GO analysis of upregulated genes, conducted using DAVID revealed no statistically significant terms within the categories GOTERM_BP_FAT or GOTERM_CC_FAT after Benjamini-Hochberg correction. Within the GOTERM_MF_FAT category, “cation binding” was significantly enriched (GO: 0043169, fold-enrichment = 2.75, q = 0.04). Genes contributing to this enrichment included RET, S100G, CHRNB3, TRPC3, CD93, EBF1, KCNA4, EBF3, RXFP1, SLC6A3, CALB2, NR4A2, ATP13A5, and TRIM16 suggesting that EB may be associated with molecular pathways related to cation binding. Downregulated genes were not significantly enriched under GOTERM_MF_FAT. However, there were many genes associated with GOTERM_BP_FAT and GOTERM_CC_FAT, and most of these genes were associated with reproductive processes (e.g., germ cell development and motility).
PVN—transcriptome-wide survey of DEGs and DAVID bioinformatics
TAC software identified 51 genes upregulated and 50 genes downregulated by EB and data for these genes are included in Additional file 4, tab b.
GO analysis of upregulated genes (Additional file 5, tab a), showed significant enrichment within all three major categories. Within GOTERM_BP_FAT, four groups were significantly enriched for regulation of biological quality, cell communication, neuropeptide signaling, and signaling. GO GOTERM_CC_FAT showed significant enrichment for cell junction, dense core granule, synapse, neuronal dense core vesicle, and secretory vesicle. Lastly, within GOTERM_MF_FAT, two groups were significantly enriched for neuropeptide receptor activity and neuropeptide Y receptor activity.
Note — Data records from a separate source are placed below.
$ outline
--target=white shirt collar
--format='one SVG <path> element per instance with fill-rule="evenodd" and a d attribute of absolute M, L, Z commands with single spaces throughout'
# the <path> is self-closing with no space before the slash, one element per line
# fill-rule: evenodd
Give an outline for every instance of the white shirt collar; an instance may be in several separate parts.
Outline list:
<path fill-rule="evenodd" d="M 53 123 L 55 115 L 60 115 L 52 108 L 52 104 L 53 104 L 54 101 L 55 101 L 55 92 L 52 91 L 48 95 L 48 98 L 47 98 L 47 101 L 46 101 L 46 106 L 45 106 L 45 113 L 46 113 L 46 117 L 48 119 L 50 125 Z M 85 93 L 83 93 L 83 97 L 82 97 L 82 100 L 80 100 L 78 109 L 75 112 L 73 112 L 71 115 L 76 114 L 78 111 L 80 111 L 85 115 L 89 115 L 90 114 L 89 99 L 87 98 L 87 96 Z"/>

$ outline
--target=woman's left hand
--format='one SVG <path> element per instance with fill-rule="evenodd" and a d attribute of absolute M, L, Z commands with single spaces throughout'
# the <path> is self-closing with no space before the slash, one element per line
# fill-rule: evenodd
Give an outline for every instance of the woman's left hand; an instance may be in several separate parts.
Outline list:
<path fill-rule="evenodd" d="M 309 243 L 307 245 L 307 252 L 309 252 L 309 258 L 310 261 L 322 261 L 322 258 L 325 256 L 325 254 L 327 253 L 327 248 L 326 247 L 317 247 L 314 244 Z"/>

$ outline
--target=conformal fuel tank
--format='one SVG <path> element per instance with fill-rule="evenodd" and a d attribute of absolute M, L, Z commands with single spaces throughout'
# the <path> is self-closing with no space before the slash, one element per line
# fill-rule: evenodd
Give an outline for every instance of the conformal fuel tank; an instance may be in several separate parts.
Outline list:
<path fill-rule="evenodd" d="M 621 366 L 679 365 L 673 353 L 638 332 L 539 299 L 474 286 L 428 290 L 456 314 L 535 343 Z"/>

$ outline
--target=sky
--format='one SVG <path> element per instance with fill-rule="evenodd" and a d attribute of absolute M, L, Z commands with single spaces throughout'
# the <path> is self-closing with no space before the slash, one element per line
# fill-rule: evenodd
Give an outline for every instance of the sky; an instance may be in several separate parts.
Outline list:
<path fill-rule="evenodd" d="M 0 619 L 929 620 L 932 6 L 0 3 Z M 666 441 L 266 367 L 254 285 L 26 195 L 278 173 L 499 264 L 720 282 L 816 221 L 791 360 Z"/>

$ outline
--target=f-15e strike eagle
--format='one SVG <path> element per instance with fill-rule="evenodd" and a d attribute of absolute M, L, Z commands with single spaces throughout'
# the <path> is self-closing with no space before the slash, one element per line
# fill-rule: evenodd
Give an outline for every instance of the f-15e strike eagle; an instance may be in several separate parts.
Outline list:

GO analysis of downregulated genes (Additional file 5, tab b) showed significant enrichment within the biological process and cellular component categories, but not in the molecular function category. Within enriched categories many groups are clearly associated with cell signaling.
NTS—transcriptome-wide survey of DEGs and DAVID bioinformatics.
TAC software identified 13 genes upregulated and 8 downregulated by EB treatment (Additional file 4, tab c). Only one gene, ankyrin repeat and SOCS box containing 15 (Asb15), met the significance threshold after FDR correction.
DAVID analysis of upregulated and downregulated genes showed no significant enrichment in either of the three GO categories.
Discussion
This study examined the effects of EB on gene expression in the ARC, PVN, and NTS, three brain regions involved in energy balance [12–14].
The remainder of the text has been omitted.